Schwörer betont die Bedeutung von diplomatischen Initiativen zur Beendigung des Krieges, während Experten zweifeln, ob Putin überhaupt verhandeln will. Die Bundesregierung müsse sich ernsthaft um Verhandlungen bemühen und nicht nur Druck auf Russland ausüben. Schwörer ruft dazu auf, zivile Konfliktprävention und soziale Verteidigung zu stärken, anstatt die Rüstungsausgaben weiter zu steigern.

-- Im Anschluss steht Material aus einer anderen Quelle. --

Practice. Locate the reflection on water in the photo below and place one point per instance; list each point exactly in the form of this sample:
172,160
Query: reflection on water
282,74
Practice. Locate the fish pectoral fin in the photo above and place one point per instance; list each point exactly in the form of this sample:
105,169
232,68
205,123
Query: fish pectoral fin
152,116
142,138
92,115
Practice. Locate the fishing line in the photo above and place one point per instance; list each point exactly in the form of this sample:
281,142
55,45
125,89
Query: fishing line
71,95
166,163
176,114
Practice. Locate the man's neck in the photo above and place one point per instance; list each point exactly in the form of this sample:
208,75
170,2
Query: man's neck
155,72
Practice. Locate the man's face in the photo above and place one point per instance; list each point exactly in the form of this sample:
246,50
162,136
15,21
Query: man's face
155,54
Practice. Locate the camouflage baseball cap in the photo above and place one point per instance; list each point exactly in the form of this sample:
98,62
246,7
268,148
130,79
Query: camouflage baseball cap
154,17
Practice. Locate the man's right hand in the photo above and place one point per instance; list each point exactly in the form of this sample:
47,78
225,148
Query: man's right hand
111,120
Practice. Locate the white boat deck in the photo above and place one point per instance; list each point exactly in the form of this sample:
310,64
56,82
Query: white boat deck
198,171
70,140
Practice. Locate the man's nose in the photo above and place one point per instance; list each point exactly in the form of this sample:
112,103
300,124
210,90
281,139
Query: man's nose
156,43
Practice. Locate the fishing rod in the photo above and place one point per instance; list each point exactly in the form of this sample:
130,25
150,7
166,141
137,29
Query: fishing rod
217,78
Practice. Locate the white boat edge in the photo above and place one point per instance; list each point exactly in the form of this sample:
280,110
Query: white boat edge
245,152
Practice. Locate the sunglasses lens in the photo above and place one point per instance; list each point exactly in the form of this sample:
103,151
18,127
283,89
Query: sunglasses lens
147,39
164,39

Die Zukunft der Friedensbewegung sieht Schwörer trotz der schwierigen Lage positiv. Die Menschen werden weiterhin für Frieden und Gerechtigkeit eintreten, um weitere Opfer zu verhindern. Die Teilnahme an Demonstrationen steigt und der Ostermarsch wird zu einem wichtigen nächsten Schritt.
Es bleibt zu hoffen, dass die Stimmen der Friedensaktivisten Gehör finden und eine friedliche Lösung für den Konflikt in der Ukraine gefunden werden kann. Diplomatie und Dialog sind jetzt mehr denn je gefragt, um eine Eskalation des Krieges zu verhindern und den Menschen in der Ukraine eine Zukunft ohne Gewalt zu ermöglichen.